The retail sector has been crippled as shops are closed – unless a retailer has a significant web presence, it’s likely to have felt significant financial pain.
Just think of all the big names that have gone ‘bust’: Arcadia (Topshop, Dorothy Perkins, Burton and Miss Selfridge); Debenhams; countless others in ‘administration’ (a sort of intensive care for failing businesses); 10,000 pubs, clubs and restaurants permanently closed…the list goes on. Almost every business was affected in some way.
Restructuring inevitably means job losses. Businesses can only afford to have staff numbers relevant to the business need, and some jobs may not exist at all in their previous form.
When we talk about Settlement Agreements, it’s easy to associate it with redundancy. This is often the case but not always – it could be that:
- the relationship between employee and employer has broken down
- perhaps despite your best efforts, the employer feels there are issues with performance
- maybe there is an issue with conduct and it’s in everyone’s best interests to find a solution that is as pain-free as possible, negating the need for a long, drawn-out process.
Whatever the reasons, being offered a Settlement Agreement may come as a shock, so what do you do?
More examples of when you may be offered a Settlement Agreement
- Compulsory or voluntary redundancy (including the end of Furlough)
- Disputes at work
Variations to contracts of employment – eg place of work, hours, nature of job role
Grievances and disciplinary matters
Prolonger ill-health or ‘excessive’ absence
If you are a Director/Shareholder of a business – shareholder disputes (eg fitness to act as a Director or loss of support from fellow Directors/Shareholders
- Sale or acquisition of a business – generally under TUPE (The Transfer of Undertakings (Protection of Employment) Regulations 2006
Do you have to accept the Settlement Agreement?
You don’t have to accept it, but you could still be dismissed or made redundant anyway.
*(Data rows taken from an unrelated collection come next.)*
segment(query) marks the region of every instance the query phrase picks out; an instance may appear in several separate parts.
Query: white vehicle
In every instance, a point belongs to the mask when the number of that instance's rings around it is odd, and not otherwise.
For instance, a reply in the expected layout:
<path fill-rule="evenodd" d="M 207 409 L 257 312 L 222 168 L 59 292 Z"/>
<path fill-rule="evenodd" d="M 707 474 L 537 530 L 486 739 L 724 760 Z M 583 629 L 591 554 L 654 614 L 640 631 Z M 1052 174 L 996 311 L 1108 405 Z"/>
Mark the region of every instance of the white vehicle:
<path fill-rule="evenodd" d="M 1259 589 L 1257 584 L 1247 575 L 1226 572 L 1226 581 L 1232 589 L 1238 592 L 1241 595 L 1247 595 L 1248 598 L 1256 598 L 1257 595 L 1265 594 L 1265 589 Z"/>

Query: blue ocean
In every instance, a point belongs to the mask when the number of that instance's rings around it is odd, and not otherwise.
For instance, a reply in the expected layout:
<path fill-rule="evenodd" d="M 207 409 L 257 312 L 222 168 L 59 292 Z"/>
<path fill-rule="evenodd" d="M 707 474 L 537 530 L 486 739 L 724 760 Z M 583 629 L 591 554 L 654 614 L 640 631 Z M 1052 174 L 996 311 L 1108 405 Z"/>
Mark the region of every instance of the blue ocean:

If you do say ‘no’ and are dismissed/made redundant anyhow, you may be able to bring a claim against the employer, but that is a long, drawn-out process and there are risk: you may not win, and you may not be awarded as much as you were offered in the initial agreement.
- I haven’t dealt with a settlement agreement before, what is it?
- I have been told I only have a few days to accept the deal. Is this right?
- I have been offered a sum of £xxx, do you think this is reasonable?
- Am I able to negotiate the payments with my Employer? Will this cause an issue for me?
- Do I have to sign it?
- What happens if I don’t sign?
- Does agreeing to a Settlement Agreement mean I get a better deal?
- I’m worried that my employer may go ‘bust’: should I take the agreement as at least I’ll get ‘a payout’
- My employer has asked for people to take voluntary redundancy under the terms of a Settlement Agreement:
- If I agree, do they have to make me redundant?
- I think they may ‘go bust’: is it better to accept the deal i.e would I still get some compensation if the business fails?
- What will happen during my meeting with the legal advisor?
We can answer all of these questions and more.
The good news (such as it is) is that your employer will normally pay for your settlement agreement. That doesn’t mean it’s an unlimited amount of money, but we can normally give you all the advice you need within the amount an employer pays.
You shouldn’t worry that just because the employer is paying you won’t get the best advice. Our duty is to you: we will act in your best interests (we are legally bound to) to make sure you get the best advice, you know what it all means, and you get the best possible outcome.